# Sourdough loaf



## BrianGSDTexoma (Jun 21, 2019)

I am starting to figure out this sourdough thing.  I prefer the loaf shape to the round.  Been trying different recipes every week.  This is my favorite.  Doing a pumpernickel tomorrow to go with my corned beef that comes up of its bath today.


----------



## crazymoon (Jun 21, 2019)

BT, It looks like you have the bread down perfectly !


----------



## tomd8 (Jul 6, 2019)

Your bread looks unbelievable...great oven spring.  I bounced between a boule but have settled on a fat baguette style done in a commercial form.  I bake 2 loaves at a time every other week.  I use a loaf a week for breakfast toast with melted cheese.  My loaves are 50% whole wheat sourdough.  My sourdough bread comes out more sweet than sour yet my culture is strong.  How would you describe the taste of your sourdough?


----------



## BrianGSDTexoma (Jul 10, 2019)

It has a mild sour flavor.  I been baking every week so starter is very active.  I don't make levean any more I just build starter to the amount needed for recipe.  This is the recipe I pretty much only use now.

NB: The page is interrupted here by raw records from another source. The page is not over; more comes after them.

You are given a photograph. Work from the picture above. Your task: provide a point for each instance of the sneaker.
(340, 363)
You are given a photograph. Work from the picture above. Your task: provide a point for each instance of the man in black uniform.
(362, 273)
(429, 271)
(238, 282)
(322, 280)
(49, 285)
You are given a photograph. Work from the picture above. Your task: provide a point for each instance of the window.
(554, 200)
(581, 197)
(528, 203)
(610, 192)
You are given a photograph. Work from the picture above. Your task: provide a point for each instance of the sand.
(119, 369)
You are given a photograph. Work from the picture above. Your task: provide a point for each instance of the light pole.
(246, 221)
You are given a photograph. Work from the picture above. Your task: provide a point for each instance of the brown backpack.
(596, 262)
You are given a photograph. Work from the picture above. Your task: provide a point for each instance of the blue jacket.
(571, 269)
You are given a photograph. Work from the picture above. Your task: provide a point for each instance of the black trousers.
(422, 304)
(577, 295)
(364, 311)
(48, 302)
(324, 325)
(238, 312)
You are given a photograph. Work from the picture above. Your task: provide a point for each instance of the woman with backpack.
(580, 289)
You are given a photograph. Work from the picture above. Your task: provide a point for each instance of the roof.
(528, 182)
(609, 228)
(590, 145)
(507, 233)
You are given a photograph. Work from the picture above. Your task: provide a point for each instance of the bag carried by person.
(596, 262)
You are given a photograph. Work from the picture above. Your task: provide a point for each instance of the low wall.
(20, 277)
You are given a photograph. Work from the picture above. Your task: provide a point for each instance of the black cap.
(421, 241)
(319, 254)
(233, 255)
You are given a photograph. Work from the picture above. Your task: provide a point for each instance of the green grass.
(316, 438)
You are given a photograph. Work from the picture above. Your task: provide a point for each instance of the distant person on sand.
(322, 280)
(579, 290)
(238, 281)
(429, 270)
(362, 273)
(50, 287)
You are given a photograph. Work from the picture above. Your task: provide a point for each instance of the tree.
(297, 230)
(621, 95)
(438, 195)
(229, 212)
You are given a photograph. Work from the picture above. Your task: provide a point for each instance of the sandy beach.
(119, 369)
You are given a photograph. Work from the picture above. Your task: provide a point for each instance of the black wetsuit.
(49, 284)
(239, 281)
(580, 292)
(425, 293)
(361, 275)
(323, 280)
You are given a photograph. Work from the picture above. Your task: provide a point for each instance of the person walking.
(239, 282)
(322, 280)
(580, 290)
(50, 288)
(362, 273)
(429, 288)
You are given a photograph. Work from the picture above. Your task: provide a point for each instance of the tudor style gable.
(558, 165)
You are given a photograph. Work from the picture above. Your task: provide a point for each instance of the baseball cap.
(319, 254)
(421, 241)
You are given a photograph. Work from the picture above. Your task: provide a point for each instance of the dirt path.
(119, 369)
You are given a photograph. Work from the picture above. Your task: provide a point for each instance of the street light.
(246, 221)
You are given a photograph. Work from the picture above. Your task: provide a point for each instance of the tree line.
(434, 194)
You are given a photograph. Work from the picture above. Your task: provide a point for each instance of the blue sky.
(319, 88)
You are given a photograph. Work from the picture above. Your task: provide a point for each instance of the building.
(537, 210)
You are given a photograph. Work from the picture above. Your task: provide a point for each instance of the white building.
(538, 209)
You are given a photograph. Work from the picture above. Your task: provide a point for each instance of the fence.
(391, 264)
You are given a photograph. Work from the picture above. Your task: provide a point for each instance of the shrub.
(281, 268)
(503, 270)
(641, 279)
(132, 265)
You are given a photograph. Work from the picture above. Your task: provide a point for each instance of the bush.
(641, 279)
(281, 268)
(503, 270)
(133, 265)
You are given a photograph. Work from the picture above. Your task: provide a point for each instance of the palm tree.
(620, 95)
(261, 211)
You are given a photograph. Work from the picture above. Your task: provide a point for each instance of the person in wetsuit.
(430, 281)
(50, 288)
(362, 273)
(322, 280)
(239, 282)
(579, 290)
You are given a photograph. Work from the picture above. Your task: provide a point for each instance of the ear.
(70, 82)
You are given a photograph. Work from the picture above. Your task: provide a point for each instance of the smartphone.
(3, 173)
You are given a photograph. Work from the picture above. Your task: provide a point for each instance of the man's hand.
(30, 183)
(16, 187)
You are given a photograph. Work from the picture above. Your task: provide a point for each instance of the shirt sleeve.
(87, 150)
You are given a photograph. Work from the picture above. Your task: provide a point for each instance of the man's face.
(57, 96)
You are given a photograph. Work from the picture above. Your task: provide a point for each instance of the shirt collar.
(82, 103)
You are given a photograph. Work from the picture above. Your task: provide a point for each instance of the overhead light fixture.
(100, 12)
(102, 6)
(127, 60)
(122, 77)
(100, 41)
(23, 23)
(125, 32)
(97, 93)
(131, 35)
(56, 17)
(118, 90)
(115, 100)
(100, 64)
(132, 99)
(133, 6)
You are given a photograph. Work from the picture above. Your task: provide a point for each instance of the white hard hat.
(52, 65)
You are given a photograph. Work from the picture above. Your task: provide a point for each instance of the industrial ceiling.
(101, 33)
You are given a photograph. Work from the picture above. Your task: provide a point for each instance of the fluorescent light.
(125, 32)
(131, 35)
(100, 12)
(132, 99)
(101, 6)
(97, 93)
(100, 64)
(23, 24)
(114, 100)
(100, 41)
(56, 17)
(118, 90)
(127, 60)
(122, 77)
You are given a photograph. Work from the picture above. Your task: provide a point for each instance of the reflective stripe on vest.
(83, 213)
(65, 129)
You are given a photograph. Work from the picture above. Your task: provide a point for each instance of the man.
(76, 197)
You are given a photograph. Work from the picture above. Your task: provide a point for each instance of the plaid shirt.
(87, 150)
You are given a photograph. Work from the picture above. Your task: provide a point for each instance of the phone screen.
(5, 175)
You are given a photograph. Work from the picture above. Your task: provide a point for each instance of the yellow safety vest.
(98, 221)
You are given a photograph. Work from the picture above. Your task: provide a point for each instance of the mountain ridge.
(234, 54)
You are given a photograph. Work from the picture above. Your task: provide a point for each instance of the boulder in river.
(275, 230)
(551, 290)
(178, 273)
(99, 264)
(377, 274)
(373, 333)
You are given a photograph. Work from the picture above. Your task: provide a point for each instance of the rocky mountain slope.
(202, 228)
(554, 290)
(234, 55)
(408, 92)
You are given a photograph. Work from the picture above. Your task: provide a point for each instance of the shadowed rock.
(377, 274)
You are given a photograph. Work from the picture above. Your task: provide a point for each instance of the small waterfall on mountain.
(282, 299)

https://bakednyc.com/bakingsociety/2017/11/01/the-simple-sourdough-tin-loaf-of-your-dreams/


----------



## TomKnollRFV (Jul 10, 2019)

Alright this is motivation to finally get a sourdough starter going..!


----------



## BrianGSDTexoma (Jul 10, 2019)

Forgot to mention I use all white flour on that recipe.


----------



## tomd8 (Jul 10, 2019)

Here is one of my loaves sliced on an angle the way I use for breakfast toast.  This one may be 25% WW.  I sometimes add seeds in the bread (chia, millet, flax) along with sesame on the top.  I do make a sponge, 24 hour autolyse and 36 to 48 hour cold rise in fridge.


----------



## BrianGSDTexoma (Jul 10, 2019)

Wow those look great.  I am still pretty new to sourdough.  Have only weekends free and not much time to experiment.


----------